Over-tuning Backups

This is going to be a short post, but an important one to demonstrate the importance of thinking about what you’re doing. I recently taught a backup tuning session at SQLSaturday 90 in OKC. You can see the session recording here if you like. And I’ve been teaching this session off and on recently so I’m not really sure where this user saw my session, but I had a user write me with a tuning issue and I thought I’d share it with you.

In his email he outlined his restore scenario that he was unable to tune. No matter what he did, the restore didn’t happen any faster, and he would expect to see some improvement. And in fact, his attempts to tune it have only made it take longer. Here’s the code he sent me, and I’ve changed things to protect his environment.

RESTORE DATABASE AdventureWorks
PAGE = '1:200'
FROM DISK = 'c:\AW.bak'
WITH init, FORMAT,
buffercount = 500,
maxtransfersize = 2097152,
norecovery

So there’s nothing wrong with this syntax, and the restore should work just fine. But he’s right, he won’t see any performance gain at all and here’s why. How fast do you think you can restore a single page?
There’s just no way to copy 8KB of data any faster than it already will. And I’m not surprised at all that his restore takes longer. SQL is still gonna spin up all those resources because you’re telling it to. But since you’re only copying a single page, it’s not going to use them. So spinning up the resources won’t do you any good on this small operation and will only serve to cost you extra time. The resource spin-up will only take a few seconds, but on a page restore like this, it can be in the neighborhood of double the time. So it could take the restore from say 6-10secs to like 10-20secs or something like that. So it’s really not a big deal time-wise.

If you came in late to the backup tuning debate, the flags we’re arguing over are buffercount and maxtransfersize.
I’ll let you watch the session above for a full explanation of them, but I’ll go ahead and say here that 500 buffers just doesn’t even make sense. And transferring 8KB worth of data in 2MB chunks doesn’t make sense either.

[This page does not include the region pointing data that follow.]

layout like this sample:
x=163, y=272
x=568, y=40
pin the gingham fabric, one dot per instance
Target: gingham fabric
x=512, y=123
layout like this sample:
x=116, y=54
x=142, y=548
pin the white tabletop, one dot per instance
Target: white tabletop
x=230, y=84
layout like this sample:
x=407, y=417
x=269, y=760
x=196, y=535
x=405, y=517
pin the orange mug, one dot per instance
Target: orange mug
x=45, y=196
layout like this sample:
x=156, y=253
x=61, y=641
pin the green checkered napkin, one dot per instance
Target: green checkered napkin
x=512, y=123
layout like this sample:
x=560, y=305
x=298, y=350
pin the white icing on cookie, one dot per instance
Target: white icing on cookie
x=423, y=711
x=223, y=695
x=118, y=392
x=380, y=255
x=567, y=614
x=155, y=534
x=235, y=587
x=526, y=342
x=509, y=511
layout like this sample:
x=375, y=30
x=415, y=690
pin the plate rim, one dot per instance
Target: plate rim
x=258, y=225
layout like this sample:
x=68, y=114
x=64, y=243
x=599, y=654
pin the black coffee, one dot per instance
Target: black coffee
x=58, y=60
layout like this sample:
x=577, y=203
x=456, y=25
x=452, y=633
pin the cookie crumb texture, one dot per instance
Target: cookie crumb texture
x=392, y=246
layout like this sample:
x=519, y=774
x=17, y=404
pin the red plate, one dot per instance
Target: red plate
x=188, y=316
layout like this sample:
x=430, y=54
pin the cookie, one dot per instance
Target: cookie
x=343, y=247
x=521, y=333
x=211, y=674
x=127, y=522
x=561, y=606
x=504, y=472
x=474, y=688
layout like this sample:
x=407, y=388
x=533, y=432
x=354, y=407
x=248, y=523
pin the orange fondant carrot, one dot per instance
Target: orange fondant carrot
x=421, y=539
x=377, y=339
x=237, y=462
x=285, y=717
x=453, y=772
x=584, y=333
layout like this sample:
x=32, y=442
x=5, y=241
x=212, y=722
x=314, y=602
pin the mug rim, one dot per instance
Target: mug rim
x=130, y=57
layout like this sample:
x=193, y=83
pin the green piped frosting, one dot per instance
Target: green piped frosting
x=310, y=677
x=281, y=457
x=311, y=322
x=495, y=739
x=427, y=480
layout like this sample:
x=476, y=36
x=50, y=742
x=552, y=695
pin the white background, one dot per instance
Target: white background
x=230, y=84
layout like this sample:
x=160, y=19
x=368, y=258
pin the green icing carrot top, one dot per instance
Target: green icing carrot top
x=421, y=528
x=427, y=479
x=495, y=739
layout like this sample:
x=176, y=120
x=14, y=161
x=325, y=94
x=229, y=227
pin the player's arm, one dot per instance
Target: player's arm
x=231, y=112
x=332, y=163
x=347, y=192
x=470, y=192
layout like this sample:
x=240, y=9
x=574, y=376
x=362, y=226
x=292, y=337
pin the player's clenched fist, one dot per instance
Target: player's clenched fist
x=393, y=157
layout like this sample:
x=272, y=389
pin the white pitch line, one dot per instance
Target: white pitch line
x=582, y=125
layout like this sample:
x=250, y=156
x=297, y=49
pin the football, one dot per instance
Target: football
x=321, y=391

The point here is this is a definite case where there’s really nothing to even tune. You can only move 8KB so fast. And while I applaud his efforts to apply something he learned in his shop, he needs to put a little more thought into where he applies it. However, he did the right thing. He tested, he saw an issue, and then he emailed me. We’ve discussed it fully and he now understands why he saw what he did. This is how you learn. And even more importantly, he’s out there trying to apply something he learned from a session. He’s not content with leaving things the way they are in his shop, and he’s not content with his current level of skill. You go girlfriend.

And he’s given me permission to blog about this issue so I don’t want any emails about how I screwed over a viewer who came to me for help.